If we list all the natural numbers below 10 that are multiples of 3 or 5, we get 3, 5, 6 and 9. The sum of these multiples is 23.

Find the sum of all the multiples of 3 or 5 below 1000.

Clojure

In Clojure this problem can be expressed very much like you how you would mentally approach the task:

(->> (range 1000)
     (filter #(or (zero? (mod % 3)) 
                  (zero? (mod % 5))))
     (reduce +))

Haskell

Haskell has great syntax for building lists with filters:

Prelude> [x | x <- [1..5]] -- No filter
[1,2,3,4,5]
    
Prelude> [x | x <- [1..5], x >= 2] -- Single filter
[2,3,4,5]

So bearing that in mind, the Haskell solution also reads like plain english:

sum [x | x <- [1..999], x `mod` 3 == 0 || x `mod` 5 == 0]

X is populated with a list of numbers in the range 1…999, these are filtered using two predicates.

J

Since our final contestant isn’t a functional language but an array language, its solution looks a bit different. For me, J is mostly for fun so a lot of the time I’ll write something that works and then proceed to rewrite it 50 times. Here’s one such example:

+/(((0=3|/1+i.1000-1) +. (0=5|/1+i.1000-1)) * (1+i.1000-1))

At first glance its pretty obvious that the first two chunks build the list of numbers that are divisible by either 3 or 5 and these are then fed to the final list of numbers. The reason for the multiplication (instead of sum) becomes obvious once you understand how the lists are built:

0=3|/1+i.10

This is read as:

0=

Zero is matched against the elements on the righthand side, returning true/false.

3|/ 

The | means residue/modulo and / is insertion, meaning | is inserted between the elements of the following list, so in Clojure terms (reduce #(= mod % #) …).

1+i.10

This is simply a list of 10 integers starting a 1.

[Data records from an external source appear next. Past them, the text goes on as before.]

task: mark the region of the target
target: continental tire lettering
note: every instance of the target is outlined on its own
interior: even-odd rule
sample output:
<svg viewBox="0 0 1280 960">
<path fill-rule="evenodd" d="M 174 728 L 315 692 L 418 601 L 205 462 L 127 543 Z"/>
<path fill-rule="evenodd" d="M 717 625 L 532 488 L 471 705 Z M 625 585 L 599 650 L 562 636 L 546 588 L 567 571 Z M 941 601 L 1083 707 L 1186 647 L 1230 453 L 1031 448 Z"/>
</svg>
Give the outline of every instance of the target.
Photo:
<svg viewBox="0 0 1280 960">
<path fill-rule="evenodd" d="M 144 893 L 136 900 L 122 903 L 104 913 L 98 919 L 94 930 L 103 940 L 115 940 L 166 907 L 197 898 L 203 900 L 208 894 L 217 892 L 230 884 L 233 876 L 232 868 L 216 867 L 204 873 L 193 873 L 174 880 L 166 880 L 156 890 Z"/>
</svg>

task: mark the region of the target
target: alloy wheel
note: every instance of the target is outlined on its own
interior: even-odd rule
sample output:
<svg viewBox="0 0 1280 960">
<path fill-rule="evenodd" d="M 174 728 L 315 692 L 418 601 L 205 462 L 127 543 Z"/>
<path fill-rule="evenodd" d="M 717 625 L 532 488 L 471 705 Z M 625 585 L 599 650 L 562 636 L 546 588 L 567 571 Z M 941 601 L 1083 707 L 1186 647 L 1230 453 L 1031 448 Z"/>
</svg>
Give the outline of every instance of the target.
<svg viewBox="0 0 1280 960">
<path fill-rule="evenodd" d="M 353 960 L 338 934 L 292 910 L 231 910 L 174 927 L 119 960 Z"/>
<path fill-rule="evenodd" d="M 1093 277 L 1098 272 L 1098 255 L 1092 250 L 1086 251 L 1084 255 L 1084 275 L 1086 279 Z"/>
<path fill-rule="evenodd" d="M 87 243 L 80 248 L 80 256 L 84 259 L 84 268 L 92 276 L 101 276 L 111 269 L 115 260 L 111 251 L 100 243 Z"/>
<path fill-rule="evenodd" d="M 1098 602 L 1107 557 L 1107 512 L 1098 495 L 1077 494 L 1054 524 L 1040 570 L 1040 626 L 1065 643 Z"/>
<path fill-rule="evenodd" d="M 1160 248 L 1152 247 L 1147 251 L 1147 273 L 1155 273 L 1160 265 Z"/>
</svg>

Since we’re testing with 0= this will return either true or false:

   0=3|/1+i.10
0 0 1 0 0 1 0 0 1 0

Since a hit does not give us the value but only a 1, we need to multiply these ones by their index in i.1000. The solution could more succintly be written as:

+/(*(3|])+.&(0=[)5|])1+i.1000-1

The new operators used are [ and ] which basically mean “rightside argument” and “leftside argument” somewhat like % in Clojure. In addition you need to know that +. means OR and that & is simply used to compose two operations. The result of this combination is multiplied (the first *) with the list on the righthand side. What that does is that it enables us to call sum +/ on the resulting list. It doesn’t exactly read like plain english and in a trivial example like this, simply redeffing some names in Clojure makes them almost equal in length:

clojure: (r +(f #(or(z?(m % 3))(z?(m % 5)))(rn 1000)))
j:         +/ (*(3|]) +. &(0=[)5|]) 1+ i.1000 - 1

Problem 2

I completely lost my motivation for coding Haskell/J solutions for this problem, after reading this comment in the forum:

I estimate that I had written about 3 million lines
 of assembler code in my whole life. Now, code only
 when strictly necessary.

Phi (golden ratio) is the approximate ratio between
 two consecutive terms in a Fibonacci sequence.
The ratio between consecutive even terms approaches
 phi^3 (4.236068) because each 3rd term is even.
Use a calculator and round the results to the nearest
 integer when calculating the next terms:

 2,8,34,.. multiplying by 4.236068 each time: 144,610,
 2584,10946,46368,196418 & 832040

The sum is 1089154

My codeless regards,
Rudy.

Rosetta Code - Caesar Cipher

So, instead of the math heavy Euler problems lets try our hand with the Caesar Cipher

The key is an integer from 1 to 25. This cipher rotates the letters of the alphabet (A to Z). The encryption replaces each letter with the 1st to 25th next letter in the alphabet (wrapping Z to A). So key 2 encrypts “HI” to “JK”, but key 20 encrypts “HI” to “BC”.

Clojure

There are many ways to approach this simple problem, but think about the alphabet as an infinite stream of repeating characters. If thats the case then all we need to do is jump 26 characters into that stream and then we can freely move back and forth in the stream to de/encrypt. A stream like that is easily constructed in Clojure:

(def characters (map char (cycle (range 65 91))))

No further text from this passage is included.